Friday, October 20, 2006

Carlos at the Bat [J. Mark English]

Carlos at the Bat

Play on Casey at the Bat by Ernest L. Thayer

The outlook wasn't brilliant for the New York Mets nine that day,
The score stood three to one, with but one inning more to play.

And then when Floyd died at first, and Reyes did the same,
A pall-like silence fell upon the patrons of the game.

A straggling few got up to go in deep despair.
The rest clung to that hope which springs eternal in the human breast.
They though, "if only Carlos could but get a whack at that.
We'd put up even money now, with Carlos at the bat."

But Floyd preceded Carlos, as did also Jose Reyes;
and the former was a hoodoo, while the latter was a cake.

So upon that stricken multitude, grim melancholy sat;
for there seemed but little chance of Carlos getting to the bat.

But Valentine let drive a single, to the wonderment of all.
And Lo Duca, the much despised, tore the cover off the ball.

And when the dust had lifted,
and men saw what had occured,
there was Endy safe at second and Valentine a-hugging third.

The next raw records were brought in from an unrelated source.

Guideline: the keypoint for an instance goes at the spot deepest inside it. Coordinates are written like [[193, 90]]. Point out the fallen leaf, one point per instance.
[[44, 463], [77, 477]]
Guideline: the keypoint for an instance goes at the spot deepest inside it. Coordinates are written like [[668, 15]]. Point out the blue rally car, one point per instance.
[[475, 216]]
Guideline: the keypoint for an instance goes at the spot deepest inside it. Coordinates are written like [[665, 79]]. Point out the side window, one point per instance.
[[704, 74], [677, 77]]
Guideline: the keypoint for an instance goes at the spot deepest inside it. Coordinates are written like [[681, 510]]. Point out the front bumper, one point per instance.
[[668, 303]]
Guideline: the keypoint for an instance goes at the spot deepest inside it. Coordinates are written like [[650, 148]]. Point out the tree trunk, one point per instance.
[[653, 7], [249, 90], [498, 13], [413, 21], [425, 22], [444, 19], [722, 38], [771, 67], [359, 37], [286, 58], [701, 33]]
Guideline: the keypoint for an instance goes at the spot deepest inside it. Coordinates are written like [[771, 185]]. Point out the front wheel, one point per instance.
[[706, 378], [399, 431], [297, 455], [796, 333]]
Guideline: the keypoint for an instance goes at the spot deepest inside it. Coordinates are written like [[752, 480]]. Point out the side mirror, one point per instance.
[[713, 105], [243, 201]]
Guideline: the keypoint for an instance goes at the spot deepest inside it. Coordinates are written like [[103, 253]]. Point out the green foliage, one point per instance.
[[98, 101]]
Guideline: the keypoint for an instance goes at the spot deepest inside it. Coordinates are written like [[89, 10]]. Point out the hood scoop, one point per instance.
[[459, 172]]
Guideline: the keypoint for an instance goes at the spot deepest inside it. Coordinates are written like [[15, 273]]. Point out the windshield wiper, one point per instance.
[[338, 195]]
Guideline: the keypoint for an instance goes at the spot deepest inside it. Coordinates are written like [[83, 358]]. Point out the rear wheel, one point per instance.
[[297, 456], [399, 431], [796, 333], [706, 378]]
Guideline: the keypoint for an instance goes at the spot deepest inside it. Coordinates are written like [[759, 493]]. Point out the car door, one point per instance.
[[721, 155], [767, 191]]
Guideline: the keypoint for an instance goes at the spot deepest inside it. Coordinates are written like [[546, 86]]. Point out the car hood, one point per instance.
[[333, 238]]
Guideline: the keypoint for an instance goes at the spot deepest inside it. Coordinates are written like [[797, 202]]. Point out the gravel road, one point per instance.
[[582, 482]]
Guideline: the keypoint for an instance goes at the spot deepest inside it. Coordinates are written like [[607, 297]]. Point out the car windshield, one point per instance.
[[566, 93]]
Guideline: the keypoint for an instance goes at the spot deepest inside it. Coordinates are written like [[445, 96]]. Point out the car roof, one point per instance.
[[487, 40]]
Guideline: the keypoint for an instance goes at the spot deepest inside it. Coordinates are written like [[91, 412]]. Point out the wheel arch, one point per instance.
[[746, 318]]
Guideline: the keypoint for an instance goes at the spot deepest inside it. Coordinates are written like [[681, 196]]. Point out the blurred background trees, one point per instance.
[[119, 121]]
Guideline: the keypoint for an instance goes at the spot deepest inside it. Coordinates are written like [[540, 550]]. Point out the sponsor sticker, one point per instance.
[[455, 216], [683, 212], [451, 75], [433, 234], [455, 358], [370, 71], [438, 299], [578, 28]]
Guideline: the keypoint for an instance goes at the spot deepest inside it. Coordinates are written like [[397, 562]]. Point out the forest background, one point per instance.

Then from fifty five thousand throats and more there rose a lusty yell;
it rumbled through the valley, it rattled in the dell;

it pounded through on the mountain and recoiled upon the flat;
for Carlos, mighty Carlos, was advancing to the bat.

There was ease in Carlos' manner as he stepped into his palce,
there was pride in Carlos' bearing and a smile lit Carlos' face.

And when, responding to the cheers, he lightly doffed his hat,
no stranger in the crowd could doubt t'was Carlos at the bat.

Millions of eyes were on him as he rubbed his hands with dirt.
One hundred thousand tongues applauded when he wiped them on his shirt.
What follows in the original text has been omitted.